All escalations were split between the director of operations and me. We were being called out of meetings at least twice a week by the CIO’s administrative assistant. One time, the CIO called us to his office to discuss the latest escalation – a business executive called to complain about support. Each time, we assured the CIO that this was an exception, that we were doing a great job, and that we were scoring 4.8 out of 5.0 on our customer satisfaction surveys! I guess we said that one time too many, because he finally told us not to mention those surveys again. He said that they were worthless and out of touch with reality. If we were doing so well, we wouldn’t be experiencing multiple “exceptions” a week, would we?
We left the CIO’s office determined to prove him wrong. We were going to show him that our teams really were doing a great job. We decided to start with our customers. We hired a temp to come in and call about half of our internal customers and document their answers to this one question: What do you expect when you call the service desk?
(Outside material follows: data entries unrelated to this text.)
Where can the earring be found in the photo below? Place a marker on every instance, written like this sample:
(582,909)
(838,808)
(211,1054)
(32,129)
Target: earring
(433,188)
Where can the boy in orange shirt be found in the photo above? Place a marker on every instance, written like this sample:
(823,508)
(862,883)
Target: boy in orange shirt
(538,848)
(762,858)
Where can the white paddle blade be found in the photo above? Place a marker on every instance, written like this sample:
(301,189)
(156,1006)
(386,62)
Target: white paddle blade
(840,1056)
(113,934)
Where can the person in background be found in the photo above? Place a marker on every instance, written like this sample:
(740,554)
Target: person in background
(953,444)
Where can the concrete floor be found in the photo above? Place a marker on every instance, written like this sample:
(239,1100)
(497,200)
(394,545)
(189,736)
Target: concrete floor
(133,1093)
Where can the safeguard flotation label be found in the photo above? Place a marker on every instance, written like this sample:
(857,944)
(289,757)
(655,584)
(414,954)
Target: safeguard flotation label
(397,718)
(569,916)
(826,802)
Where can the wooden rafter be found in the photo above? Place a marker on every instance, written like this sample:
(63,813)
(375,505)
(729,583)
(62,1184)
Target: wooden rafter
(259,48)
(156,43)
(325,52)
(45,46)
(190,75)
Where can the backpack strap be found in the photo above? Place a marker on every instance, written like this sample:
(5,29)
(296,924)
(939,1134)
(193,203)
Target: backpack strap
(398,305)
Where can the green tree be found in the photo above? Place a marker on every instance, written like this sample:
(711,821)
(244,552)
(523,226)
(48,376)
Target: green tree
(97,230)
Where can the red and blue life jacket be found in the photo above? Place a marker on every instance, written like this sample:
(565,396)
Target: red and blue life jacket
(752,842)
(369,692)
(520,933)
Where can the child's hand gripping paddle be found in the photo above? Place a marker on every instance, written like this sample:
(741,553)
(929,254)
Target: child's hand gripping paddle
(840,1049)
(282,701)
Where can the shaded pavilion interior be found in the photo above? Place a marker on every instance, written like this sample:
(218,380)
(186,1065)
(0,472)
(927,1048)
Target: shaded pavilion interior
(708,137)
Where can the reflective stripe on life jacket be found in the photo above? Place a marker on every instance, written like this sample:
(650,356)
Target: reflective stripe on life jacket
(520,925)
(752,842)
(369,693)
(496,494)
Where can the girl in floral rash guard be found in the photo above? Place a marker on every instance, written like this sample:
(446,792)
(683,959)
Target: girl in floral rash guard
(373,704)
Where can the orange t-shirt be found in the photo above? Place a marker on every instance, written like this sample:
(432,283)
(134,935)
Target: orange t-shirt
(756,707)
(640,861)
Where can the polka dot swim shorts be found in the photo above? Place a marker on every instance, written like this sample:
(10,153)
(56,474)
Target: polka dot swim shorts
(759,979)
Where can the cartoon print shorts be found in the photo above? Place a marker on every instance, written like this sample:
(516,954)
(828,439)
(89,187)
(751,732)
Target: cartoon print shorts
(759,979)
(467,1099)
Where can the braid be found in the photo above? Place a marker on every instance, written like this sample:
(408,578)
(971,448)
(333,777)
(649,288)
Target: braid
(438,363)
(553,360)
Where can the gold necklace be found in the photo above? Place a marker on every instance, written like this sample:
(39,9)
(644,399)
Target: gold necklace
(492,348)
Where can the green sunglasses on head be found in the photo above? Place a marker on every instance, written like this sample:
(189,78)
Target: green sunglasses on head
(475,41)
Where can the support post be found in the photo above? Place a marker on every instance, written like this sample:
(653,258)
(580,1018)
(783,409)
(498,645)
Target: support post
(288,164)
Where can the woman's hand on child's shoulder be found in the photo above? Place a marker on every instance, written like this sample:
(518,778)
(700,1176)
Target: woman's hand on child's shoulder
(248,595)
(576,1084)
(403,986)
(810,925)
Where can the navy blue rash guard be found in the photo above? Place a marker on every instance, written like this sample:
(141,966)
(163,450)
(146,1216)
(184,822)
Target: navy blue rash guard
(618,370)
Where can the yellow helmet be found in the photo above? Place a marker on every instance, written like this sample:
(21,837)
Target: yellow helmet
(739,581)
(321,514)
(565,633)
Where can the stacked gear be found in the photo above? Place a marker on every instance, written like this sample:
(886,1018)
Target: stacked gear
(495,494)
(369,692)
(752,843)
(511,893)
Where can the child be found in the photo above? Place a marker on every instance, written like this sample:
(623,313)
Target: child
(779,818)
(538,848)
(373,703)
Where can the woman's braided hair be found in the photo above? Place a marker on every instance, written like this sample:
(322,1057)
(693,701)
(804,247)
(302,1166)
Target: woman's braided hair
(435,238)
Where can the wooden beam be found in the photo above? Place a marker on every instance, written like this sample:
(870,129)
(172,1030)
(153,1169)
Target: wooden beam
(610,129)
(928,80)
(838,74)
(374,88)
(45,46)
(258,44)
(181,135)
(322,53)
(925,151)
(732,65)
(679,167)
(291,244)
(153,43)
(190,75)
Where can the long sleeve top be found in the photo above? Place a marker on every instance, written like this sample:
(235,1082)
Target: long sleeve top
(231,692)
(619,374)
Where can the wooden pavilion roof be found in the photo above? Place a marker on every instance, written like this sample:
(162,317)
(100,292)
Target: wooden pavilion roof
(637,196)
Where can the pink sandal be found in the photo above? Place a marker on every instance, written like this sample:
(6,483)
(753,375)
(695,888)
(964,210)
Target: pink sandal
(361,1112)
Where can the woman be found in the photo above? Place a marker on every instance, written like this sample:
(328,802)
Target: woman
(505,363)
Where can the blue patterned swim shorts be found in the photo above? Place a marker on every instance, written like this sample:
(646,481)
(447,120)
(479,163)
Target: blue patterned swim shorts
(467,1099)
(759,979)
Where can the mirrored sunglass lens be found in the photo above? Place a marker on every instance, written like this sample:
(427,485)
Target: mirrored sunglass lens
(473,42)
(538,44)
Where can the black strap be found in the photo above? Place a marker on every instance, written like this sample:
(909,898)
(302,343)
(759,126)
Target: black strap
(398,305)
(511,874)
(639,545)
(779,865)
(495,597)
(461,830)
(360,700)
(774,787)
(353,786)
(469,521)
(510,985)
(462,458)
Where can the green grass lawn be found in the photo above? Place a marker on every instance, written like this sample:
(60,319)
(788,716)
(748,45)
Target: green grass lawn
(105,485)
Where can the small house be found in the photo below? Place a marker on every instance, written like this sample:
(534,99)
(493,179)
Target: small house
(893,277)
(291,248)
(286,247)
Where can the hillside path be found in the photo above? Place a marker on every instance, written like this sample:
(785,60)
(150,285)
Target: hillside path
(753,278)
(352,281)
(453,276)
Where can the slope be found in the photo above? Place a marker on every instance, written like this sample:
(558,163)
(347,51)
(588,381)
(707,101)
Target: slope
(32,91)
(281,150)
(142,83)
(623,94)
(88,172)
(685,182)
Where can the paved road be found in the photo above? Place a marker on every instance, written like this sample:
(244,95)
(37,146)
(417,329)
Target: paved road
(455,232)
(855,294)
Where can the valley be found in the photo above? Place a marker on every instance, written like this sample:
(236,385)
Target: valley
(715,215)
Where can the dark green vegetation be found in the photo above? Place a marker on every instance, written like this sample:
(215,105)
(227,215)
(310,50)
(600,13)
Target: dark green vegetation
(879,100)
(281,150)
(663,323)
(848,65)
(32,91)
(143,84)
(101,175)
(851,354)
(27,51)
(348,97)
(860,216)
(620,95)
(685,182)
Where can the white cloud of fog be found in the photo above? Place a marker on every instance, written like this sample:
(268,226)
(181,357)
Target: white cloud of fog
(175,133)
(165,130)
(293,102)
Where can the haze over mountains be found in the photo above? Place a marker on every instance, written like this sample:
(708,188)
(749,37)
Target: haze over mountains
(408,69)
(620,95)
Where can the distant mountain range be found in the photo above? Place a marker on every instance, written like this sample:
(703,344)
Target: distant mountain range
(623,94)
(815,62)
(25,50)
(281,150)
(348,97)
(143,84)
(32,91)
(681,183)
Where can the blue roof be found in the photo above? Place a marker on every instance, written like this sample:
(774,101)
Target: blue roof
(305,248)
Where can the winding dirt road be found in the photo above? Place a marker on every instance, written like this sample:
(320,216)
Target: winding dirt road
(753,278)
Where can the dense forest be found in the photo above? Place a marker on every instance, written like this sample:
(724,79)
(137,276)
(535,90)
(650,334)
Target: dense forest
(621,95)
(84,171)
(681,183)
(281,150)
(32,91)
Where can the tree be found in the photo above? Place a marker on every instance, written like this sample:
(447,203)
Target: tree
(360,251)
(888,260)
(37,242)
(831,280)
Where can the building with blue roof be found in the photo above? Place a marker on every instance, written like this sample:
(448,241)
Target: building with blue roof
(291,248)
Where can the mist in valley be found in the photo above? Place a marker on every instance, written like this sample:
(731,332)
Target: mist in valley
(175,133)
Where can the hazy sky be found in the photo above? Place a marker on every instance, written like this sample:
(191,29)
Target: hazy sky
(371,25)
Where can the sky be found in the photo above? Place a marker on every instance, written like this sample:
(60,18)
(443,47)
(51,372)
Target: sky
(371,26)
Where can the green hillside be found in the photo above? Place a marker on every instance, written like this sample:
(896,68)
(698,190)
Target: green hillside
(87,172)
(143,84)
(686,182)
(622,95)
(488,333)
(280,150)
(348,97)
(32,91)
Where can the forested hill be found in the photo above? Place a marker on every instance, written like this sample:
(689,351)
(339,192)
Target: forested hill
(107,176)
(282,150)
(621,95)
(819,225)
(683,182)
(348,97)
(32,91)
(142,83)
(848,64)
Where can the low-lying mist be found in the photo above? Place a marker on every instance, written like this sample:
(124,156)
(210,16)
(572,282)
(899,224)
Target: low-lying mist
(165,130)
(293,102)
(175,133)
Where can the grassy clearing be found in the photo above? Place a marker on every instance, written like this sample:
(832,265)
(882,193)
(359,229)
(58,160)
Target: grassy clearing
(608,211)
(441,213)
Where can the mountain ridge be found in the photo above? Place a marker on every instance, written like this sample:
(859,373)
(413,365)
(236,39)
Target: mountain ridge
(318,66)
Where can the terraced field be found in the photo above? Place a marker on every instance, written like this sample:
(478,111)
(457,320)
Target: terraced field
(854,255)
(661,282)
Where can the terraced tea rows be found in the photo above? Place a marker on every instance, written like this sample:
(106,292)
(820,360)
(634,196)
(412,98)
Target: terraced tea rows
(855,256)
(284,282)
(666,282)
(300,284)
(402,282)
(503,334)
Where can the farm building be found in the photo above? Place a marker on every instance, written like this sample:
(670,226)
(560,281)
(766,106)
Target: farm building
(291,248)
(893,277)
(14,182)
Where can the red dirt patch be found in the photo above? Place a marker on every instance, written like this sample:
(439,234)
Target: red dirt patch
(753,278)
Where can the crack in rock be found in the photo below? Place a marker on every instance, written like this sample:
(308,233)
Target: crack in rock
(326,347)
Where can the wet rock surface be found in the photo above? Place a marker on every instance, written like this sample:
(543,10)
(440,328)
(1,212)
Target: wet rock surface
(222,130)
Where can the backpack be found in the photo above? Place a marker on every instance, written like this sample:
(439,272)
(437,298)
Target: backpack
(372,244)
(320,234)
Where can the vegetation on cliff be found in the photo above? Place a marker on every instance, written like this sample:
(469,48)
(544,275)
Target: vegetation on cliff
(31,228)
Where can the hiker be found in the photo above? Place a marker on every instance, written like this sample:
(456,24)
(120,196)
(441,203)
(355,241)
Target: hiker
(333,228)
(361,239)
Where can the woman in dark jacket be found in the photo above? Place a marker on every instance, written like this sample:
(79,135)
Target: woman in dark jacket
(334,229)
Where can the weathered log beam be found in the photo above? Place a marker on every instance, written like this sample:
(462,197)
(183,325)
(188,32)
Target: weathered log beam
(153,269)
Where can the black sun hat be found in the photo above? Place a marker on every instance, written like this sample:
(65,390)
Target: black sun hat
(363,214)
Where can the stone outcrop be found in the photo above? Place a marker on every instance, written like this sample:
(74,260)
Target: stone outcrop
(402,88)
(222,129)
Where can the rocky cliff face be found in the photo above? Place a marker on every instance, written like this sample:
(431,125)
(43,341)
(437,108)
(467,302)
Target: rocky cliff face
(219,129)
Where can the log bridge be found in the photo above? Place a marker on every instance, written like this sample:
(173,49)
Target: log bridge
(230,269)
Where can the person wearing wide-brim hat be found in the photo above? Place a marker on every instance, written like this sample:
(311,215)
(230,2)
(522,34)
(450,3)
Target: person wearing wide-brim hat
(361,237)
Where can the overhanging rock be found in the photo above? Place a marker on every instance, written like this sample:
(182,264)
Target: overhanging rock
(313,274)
The answers were consistent. Our customers (users) expected our teams to:
- Understand the business issue, beyond the technology side;
- Have a proper sense of urgency;
- Keep them informed when things changed; if we told them it would be resolved by a certain time and that changed, they wanted to know; and
- Keep them abreast of the status and let them know if it changed hands (i.e., was escalated).
When we saw these answers, we immediately recognized what was wrong with our surveys and why they weren’t reflecting reality. We were not evaluating any of these expectations and we certainly weren’t asking our customers how we were doing in these areas. We were asking questions about things that we (IT) thought were important, things like:
- Was the customer service representative knowledgeable?
- Was the customer service representative professional?
As a result of what we learned, we not only changed our surveys, we also changed how we trained and prepared our teams. We focused on business knowledge and appropriate prioritization based on business impact. We gave customers the ability to check their status online and built updates into our processes. If a ticket was escalated to another team, an email went out to the customer. If the resolution time changed, we called them. Initially, our survey scores dipped; however, the feedback was much more useful and helped up us to continually improve. From this, I learned a few important lessons.
- Customer satisfaction surveys should be used for continual service improvement. If the questions are not in alignment with expectations, they are not giving us information that will help us to improve.
- Surveys are only one aspect of customer perception. We need to look at the whole picture.
- Do they bypass the process and call someone? If so, why?
- Do we know what their expectations are? If not, ask!
- What trends are we seeing in our reports (contact volume, reopened tickets, abandoned rate, how-to calls, top ten call types, etc.)?
- What comments are customers making? If they are saying things to the analysts on the phone or at meetings, we need to document it.
- Are we giving our customers feedback mechanisms outside of the customer satisfaction survey?
- We need to talk to our potential customer base, not just those who are currently using our services. What if someone had a bad experience and won’t call anymore? Are they going to their peers?
- We in IT should never assume that we know what our customers want. We need to find out from them. One quick way to determine whether or not your current questions are the right questions is to let customers weigh the importance to them. If they scored it high for satisfaction, but it isn’t very important to them, then maybe it doesn’t need to be on the survey (base your decision on the average level of importance, not just a few customer’s answers). Here’s an example:
|Question||Level of Satisfaction||How Important Is This to You?|
|Did the support representative resolve your issue on first contact?||5||4|
|Was the support representative knowledgeable?||5||3|
Customer satisfaction surveys are always a “hot topic” in the classes I teach. Please share your challenges, or even your triumphs. What works for you? What lessons have you learned?